The Tribunal concluded that the Applicants had not discharged their onus of proving the availability of the PPR exemption. Emphasising In the marriage of Clarke, Senior Member Goodman noted at [89] that:
“in the context of a section which posits that persons are spouses, the expression “not cohabiting” may suggest a legislative intention that the spouses are not only not living together, but that there has also been a severance of the marital relationship”.
The Tribunal concluded it could not be persuaded by the Applicants evidence that the first and second applicants were not living together because:
- Units 8 and 10 were adjacent to each other, with approximately 3 metres between the doors of the units.
- The second applicant’s taxation returns for the years ended 30 June 2019 and 30 June 2020 each record that her home address was Unit 10 and not Unit 8.
- The electoral roll records Unit 8 as being the address for both the first and second applicants.
- “There is no detail provided of matters such as their activities on a day-to-day basis, including the extent of contact they had with each other” (at [94]).
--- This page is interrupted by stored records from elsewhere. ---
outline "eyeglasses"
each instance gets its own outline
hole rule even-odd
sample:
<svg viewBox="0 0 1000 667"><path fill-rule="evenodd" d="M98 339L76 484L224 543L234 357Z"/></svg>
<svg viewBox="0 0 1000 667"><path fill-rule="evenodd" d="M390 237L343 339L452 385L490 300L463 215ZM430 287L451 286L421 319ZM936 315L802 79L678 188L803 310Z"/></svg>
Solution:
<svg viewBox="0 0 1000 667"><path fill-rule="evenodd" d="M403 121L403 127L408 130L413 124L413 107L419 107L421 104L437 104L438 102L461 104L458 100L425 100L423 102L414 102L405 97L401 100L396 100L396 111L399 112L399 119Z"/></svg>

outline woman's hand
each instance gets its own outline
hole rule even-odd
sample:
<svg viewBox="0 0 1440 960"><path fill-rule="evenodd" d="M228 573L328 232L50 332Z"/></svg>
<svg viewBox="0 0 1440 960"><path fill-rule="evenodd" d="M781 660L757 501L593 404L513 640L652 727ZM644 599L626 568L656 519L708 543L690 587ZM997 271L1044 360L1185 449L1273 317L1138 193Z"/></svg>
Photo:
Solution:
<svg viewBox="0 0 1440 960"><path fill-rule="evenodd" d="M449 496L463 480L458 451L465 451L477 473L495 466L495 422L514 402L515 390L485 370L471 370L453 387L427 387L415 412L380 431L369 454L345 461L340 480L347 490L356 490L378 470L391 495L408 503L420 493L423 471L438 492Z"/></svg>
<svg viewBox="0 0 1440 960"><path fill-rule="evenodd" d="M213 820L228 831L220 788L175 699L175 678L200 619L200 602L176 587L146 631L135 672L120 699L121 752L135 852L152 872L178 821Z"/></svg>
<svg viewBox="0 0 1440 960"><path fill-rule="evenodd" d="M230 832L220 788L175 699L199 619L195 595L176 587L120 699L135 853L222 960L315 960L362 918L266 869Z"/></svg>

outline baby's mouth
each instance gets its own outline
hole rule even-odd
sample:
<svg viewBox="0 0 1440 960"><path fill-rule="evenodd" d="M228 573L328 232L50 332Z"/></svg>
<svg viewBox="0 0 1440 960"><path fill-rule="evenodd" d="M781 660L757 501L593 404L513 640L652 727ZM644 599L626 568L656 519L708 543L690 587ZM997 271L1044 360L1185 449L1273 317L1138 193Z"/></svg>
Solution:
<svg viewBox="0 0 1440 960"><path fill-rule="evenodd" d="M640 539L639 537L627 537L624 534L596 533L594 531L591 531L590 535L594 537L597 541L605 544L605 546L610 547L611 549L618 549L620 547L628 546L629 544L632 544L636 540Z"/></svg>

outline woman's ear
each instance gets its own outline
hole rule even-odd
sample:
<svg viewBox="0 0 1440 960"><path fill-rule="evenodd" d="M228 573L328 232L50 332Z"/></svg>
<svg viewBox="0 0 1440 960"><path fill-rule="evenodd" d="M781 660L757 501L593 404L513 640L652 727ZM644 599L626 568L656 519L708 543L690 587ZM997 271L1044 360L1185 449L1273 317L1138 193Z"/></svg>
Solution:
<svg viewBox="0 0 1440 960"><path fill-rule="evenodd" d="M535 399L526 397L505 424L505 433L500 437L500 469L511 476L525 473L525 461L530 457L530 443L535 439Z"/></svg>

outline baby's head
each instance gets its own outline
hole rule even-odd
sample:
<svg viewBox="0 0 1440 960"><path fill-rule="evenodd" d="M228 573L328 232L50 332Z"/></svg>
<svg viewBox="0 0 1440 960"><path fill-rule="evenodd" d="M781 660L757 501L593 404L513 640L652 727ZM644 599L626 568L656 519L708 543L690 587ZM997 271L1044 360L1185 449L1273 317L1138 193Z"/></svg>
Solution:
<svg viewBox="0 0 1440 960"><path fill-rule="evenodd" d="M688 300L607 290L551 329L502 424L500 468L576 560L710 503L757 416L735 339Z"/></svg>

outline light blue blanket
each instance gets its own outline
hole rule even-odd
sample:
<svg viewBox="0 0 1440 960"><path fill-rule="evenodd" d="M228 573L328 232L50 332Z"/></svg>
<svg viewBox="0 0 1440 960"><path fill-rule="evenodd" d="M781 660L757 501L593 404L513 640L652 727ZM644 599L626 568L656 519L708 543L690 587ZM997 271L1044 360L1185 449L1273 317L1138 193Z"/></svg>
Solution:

As the Tribunal was not satisfied that the first and second applicants were not cohabiting as at 31 December 2019, it was determined unnecessary at [102] to consider whether the first and second Applicants had any intention of resuming cohabitation.
Second Issue – claims that assessments were harsh, unconscionable, unfair or inequitable
The Applicants claimed that while the assessments issued to the first applicant for the 2016 to 2019 land tax years, were validly issued, the assessments ought to be set aside on the basis that the assessments were harsh, unconscionable, unfair or unequitable. This was argued on the basis that the first Applicant is an elderly gentleman who has contributed to Australian society.
The Chief Commissioner argued there was no statutory basis on which to challenge the validity of the assessments on such grounds because the Applicants acknowledged that the assessments were validly issued. Moreover, liability for land lax is mandatory by the operation of the land tax legislation and concepts such as fairness and equity do not apply.
Senior Member Goodman held that “the applicants have provided no evidence in support of their submissions and this is sufficient to dispose of this issue” (at [107]).
Third Issue - review of the amounts owed under the assessments
The Applicants argued that the Tribunal should order a review of the amounts owed under the assessments to allow the Applicant’s accountant to ascertain the accuracy of the figures used in those assessments.
The Chief Commissioner argued that the powers of the Tribunal as set out in s. 101 of the Taxation Administration Act (“TAA”) do not empower the Tribunal to make the order sought by the Applicants to have their accountant ascertain the accuracy of the assessed figures.
The Tribunal agreed that s. 101(1)(e) of the TAA empowers the Tribunal to “make any further order as it thinks fit”, but Senior Member Goodman declined to utilise this power to order a review of the amounts because the Applicants’ evidence did not support the necessity of making such an order (at [115]).
Orders
The Tribunal affirmed the December Reassessments issued by the Chief Commissioner.